Using Site Reliability Engineering to Increase Operational Resilience

Drafted by Ben Saunders: OpRes Founder

Roughly a 6-minute Read

Last week, I took the time to write about OpRes and our logical architecture. Over the course of that blog, we stressed that we are not intending on building another monitoring and alerting system within our solution. That’s a crowded marketplace with the likes of DataDog, Sumologic, and Splunk already providing great solutions across both public and private cloud for organisations of all sizes. That aside, we are actively building the ability to integrate these types of solutions with OpRes. 

Let me explain why….

The PRA and FCA have stipulated that firms must set impact tolerances for their important business services by March 2022. That in itself can be an activity where firms baseline their initial impact tolerances and establish a framework for reviewing these at predefined intervals based on their risk appetite. The guidance from the PRA and FCA is that these impact tolerances apply time and metric-based indicators. In turn, enabling firms to identify when the frequency and severity of service disruptions could cause intolerable harm to customers. 

Invariably, conducting a pure “pens and paper” exercise will only get firms so far in complying with the recent operational resilience policies. Once mapping activities have been conducted, firms should have a sound understanding of their technology supply chains. This should include the hand-offs between internal and external suppliers. The relationships between 3rd & 4th party suppliers and ultimately, private and public cloud providers. 

More mature firms should also be able to outline the non-functional requirements of their important business services. Whether these be measurements such as transactions per second, page load times or peak expected load windows. Indeed, being able to fine-tune these measurements for minimum and maximum business requirements, across core trading hours, will also allow firms to master their respective responses to the operational resilience policies. 

In order to do this, we believe firms should explore applying Site Reliability Engineering (SRE) methods and techniques when setting their impact tolerances. Bringing together concepts like Service Level Objectives (SLO’s), Service Level Agreements (SLA’s) and Service Level Indicators (SLI’s). 

These might be new terms to some of our readers, so let's break each of these down and explain what we mean and why firms should apply them to increase their operational resilience. 

What is SRE 101?

SRE is a concept of technology operations made popular by Google, which is now becoming common practice across both start-ups and enterprise organisations. In short, SRE is what you get when your organisation treats service disruptions as if it’s a software problem. SRE has been heavily applied at Google across their customer-facing services and the principles, methods, and approaches can be easily transferred to regulated environments such as financial services. As an example, Nationwide Building Society, Monzo, Starling Bank and Capital One have spoken publicly about how they use SRE in their organisations.

SRE applies a set of golden performance indicators or signals that can report on the health of a business service in real-time. Typically, these are: 

  • Latency

  • Traffic

  • Errors

  • Saturation

Where these defined signals break out of defined thresholds, or more appropriately, impact tolerances. A set of remediation steps are executed to restore normal levels of service to limit the impact on customers. Or in the case of the operational resilience policies published by the FCA & PRA… to prevent intolerable harm to customers. 

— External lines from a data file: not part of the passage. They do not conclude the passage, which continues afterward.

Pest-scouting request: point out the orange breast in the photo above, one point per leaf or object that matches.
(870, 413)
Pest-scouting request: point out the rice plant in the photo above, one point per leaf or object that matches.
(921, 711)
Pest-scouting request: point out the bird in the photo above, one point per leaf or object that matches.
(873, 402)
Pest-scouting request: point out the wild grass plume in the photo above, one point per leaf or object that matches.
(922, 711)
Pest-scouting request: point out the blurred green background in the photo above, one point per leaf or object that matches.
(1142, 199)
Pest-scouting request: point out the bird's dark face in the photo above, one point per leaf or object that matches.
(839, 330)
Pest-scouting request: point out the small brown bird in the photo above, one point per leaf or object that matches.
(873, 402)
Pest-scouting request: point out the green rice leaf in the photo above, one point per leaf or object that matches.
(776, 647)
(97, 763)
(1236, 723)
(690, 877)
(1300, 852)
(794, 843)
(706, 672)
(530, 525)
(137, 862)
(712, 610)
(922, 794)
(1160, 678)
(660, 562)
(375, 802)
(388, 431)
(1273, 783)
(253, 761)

So, if an organisation wanted to apply SRE principles as part of their impact tolerances…. What would they need to have in place to do this? And what information would they need to capture? Let’s unpack the concepts of SLO’s, SLA’s and SLI’s and the roles they have to play in improving operational resilience. 

What is an SLO in the world of SRE? 

No firm wants to experience a service disruption. This is why it is refreshing that SRE begins with the notion that availability is a prerequisite to business success. For any firm, an important business service that is unavailable and cannot perform its function will need to be captured, audited and reported on to the relevant regulatory body. Furthermore, whether a system is “up” and “available” it may well not be performing within the acceptable thresholds of an impact tolerance. 

In the world of SRE, availability is measured as to whether a system or in our case, a business service, is able to fulfill its desired function at a point in time. Furthermore, whilst being used as a reporting framework, the historical availability measurements could also project the probability that your business service will perform in-line with your golden signals and performance requirements in the future. (More on that shortly).  

Being able to measure the availability of a system or business service in a precise numerical target is where the concept of an SLO was created. An SLO can be measured in the total number of available service minutes across a calendar year or month. Or alternatively, as a percentage measurement of time across the same period (e.g. an SLO of 99.99% for the month of January). 

Business services with high SLO’s are often more expensive to operate. As such, firms may consider setting service tiers for standardised SLO’s. Within OpRes, we classify services using a tiered model. Namely, Tier 1 is how we classify important business services. Whilst we also enable firms the ability to record business services that would be less important across Tiers 2, Tiers 3 & 4 . Enabling wider dependency mapping across business services.

Therefore, it is imperative that firms apply an availability SLO to each of their important business services. Without them, key stakeholders and material risk-takers (MRT’s) cannot make informed decisions about whether a service is performing in or outside of it’s impact tolerances. Having these insights will also be useful for trend analysis and remediation investments which the FCA has outlined firms have 3-years to execute between 2022 and 2025 respectively. 

I know, I know….Some of you may be asking… “Isn’t this just a Service Level Agreement (SLA)?” 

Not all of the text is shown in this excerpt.